Codestral-22B-v0.1-hf-AWQ
Property | Value |
---|---|
Parameter Count | 3.33B |
Model Type | Text Generation |
Quantization | 4-bit AWQ |
Downloads | 204,398 |
What is Codestral-22B-v0.1-hf-AWQ?
Codestral-22B-v0.1-hf-AWQ is a highly optimized, 4-bit quantized version of the original Codestral-22B model, created by bullerwins and quantized by Suparious. This model leverages Advanced Weight Quantization (AWQ) technology to significantly reduce the model size while maintaining performance quality.
Implementation Details
The model utilizes AWQ quantization, which offers faster Transformers-based inference compared to traditional GPTQ methods. It's designed for efficient deployment on NVIDIA GPUs, supporting both Linux and Windows platforms.
- Implements 4-bit precision for optimal storage efficiency
- Compatible with major frameworks including Text Generation Webui, vLLM, and Hugging Face TGI
- Requires specific packages: autoawq and autoawq-kernels
- Supports text generation inference with streaming capabilities
Core Capabilities
- Efficient text generation with reduced memory footprint
- Streaming text output support
- Integration with popular ML frameworks
- Optimized for production deployment
- Custom system message implementation
Frequently Asked Questions
Q: What makes this model unique?
This model stands out for its implementation of AWQ quantization, which provides superior inference speed compared to GPTQ while maintaining quality.

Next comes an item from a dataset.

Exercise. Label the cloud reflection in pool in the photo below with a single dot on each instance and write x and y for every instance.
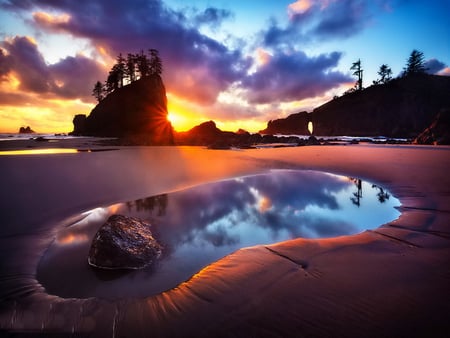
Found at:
(200, 225)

Its high download count (200K+) demonstrates strong community adoption and reliability.
Q: What are the recommended use cases?
The model is ideal for production environments where efficient text generation is required while maintaining low memory usage. It's particularly suitable for applications requiring real-time text generation with limited computational resources.